Inside Higher Ed reports that Felice J. Levine, executive director of the American Educational Research Association, is happy with the final rule. I’m curious about why; it doesn’t seem to give her anything she asked for in 2011.
[Scott Jaschik, “U.S. Issues Final Version of ‘Common Rule’ on Research Involving Humans,” Inside Higher Ed, January 19, 2017.]
[Edited at 11:12AM to mention the normal educational practices in penultimate paragraph.]
Here’s Scott Jaschik’s reporting on social science reactions to the final rule:
Early reactions from social science groups to the changes in the common rule were positive. Various provisions suggest that institutional review boards, which must review proposals to study humans, work to understand the needs of different kinds of researchers, and that there are different levels of risk associated with taking an experimental drug and answering confidential survey questions.
A statement from Felice J. Levine, executive director of the American Educational Research Association, said, “The revised regulations definitely show the care and hard work that went into this extensive effort to modernize the common rule. An open process that began in July 2011 has led in January 2017 to regulations that are more nuanced and that far better align human research protection and social and behavioral science research, taking into consideration level of risk and benefits. It is a fine outcome for research participants and for human science.”
For anthropology, the reaction was more mixed. Anthropologists pushed hard for specific mention of “participant observation” (a key tool of their discipline). The hope is that mention of this methodology will make it easier for institutional review boards to approve projects involving this approach. Sometimes in the past, [Edward Liebow of the American Anthropological Association] said, IRB members or others have not understood that the relationship between an anthropologist engaged in participant observation isn’t the same as a scholar who is interviewing his or her research subjects.
But he said that his association was “especially concerned” that the final version of the rule did not exempt participant observation, as his organization had urged.
I can understand Liebow’s disappointment; the final rule offers little aid to frustrated ethnographers.

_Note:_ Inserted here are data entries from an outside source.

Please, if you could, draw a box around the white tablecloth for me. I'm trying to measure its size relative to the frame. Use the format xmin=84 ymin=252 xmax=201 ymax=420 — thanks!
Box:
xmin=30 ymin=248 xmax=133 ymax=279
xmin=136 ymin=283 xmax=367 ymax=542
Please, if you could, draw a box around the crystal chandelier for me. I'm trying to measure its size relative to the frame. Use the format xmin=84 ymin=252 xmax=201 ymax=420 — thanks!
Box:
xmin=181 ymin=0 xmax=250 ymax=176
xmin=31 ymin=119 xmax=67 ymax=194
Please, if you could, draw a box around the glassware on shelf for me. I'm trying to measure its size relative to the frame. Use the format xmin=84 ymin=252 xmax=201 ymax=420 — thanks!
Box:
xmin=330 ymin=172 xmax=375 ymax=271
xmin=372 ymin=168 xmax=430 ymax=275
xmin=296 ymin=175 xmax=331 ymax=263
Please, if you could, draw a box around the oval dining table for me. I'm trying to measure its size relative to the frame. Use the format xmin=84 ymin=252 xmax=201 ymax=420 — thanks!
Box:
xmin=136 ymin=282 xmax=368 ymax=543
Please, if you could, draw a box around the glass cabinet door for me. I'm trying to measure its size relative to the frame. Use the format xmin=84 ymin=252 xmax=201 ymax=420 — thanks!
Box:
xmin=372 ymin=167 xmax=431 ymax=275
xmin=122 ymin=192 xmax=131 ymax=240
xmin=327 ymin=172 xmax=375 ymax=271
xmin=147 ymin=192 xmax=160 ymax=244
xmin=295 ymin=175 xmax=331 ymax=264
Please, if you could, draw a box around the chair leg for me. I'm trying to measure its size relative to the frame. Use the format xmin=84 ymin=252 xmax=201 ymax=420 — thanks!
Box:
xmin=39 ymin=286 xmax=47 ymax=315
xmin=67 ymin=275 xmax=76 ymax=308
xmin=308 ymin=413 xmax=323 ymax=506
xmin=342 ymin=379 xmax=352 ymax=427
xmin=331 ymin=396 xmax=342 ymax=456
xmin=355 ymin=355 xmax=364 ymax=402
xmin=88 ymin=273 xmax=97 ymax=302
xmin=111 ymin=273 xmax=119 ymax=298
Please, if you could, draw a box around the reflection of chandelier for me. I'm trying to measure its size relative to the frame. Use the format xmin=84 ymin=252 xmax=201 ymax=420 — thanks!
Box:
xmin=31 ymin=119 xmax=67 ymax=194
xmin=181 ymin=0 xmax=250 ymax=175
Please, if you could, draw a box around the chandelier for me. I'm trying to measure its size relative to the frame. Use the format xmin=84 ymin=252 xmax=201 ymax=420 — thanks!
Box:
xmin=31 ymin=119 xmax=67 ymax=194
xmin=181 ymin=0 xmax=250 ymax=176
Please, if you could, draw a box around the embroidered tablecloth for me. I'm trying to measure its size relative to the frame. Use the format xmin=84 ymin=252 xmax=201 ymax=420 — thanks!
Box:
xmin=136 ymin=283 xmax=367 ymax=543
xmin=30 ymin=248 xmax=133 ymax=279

I have more trouble understanding Levine’s satisfaction. In response to the 2011 ANPRM, she drafted the “Social and Behavioral Science White Paper,” which called for dramatic reforms to the IRB process. The final rule is largely unresponsive to the concerns expressed in that paper:
- The White Paper objected to the current §46.116(a)(2) requirement that informed consent include a “description of any reasonably foreseeable risks or discomforts to the subject,” suggesting that “reasonably foreseeable harms” might better apply. The final rule does not make that change.
- The White Paper objected to the current rule’s “general mandate to apprise subjects as part of the informed consent process of alternatives to treatment or why it may be in their best interest not to participate. (Such requirements are sometimes appropriate, but add complexity and foster confusion where they are not.)” The final rule maintains the current rule’s language on this point.
- The White Paper “strongly support[ed] the requirement of an appeals process.” This was not included in the NPRM or final rule.
- The White Paper argued that “it should be incumbent on the reviewer to state specifically in writing what aspect of a registration document leads to doubt a project’s excused status and to refrain from review where it finds none.” The final rule [§__.115(a)(3)] takes a small step in requiring documentation of “the rationale for conducting continuing review of research that otherwise would not require continuing review,” but it does not require such a rationale for denying an exemption.
The final rule, with its announcement, is 543 pages long in its initial format, so perhaps it includes some of the White Paper’s recommendations that I have overlooked.
It’s also possible that Levine is thinking primarily of the final rule’s provisions for research “involving normal educational practices,” which I have not examined so closely. But the new rule seems to make this research harder; to win exemption, research must be “not likely to adversely impact students’ opportunity to learn required educational content or the assessment of educators who provide instruction,” something not required by the current regulations.
So far, I can’t see why Levine is calling this a win.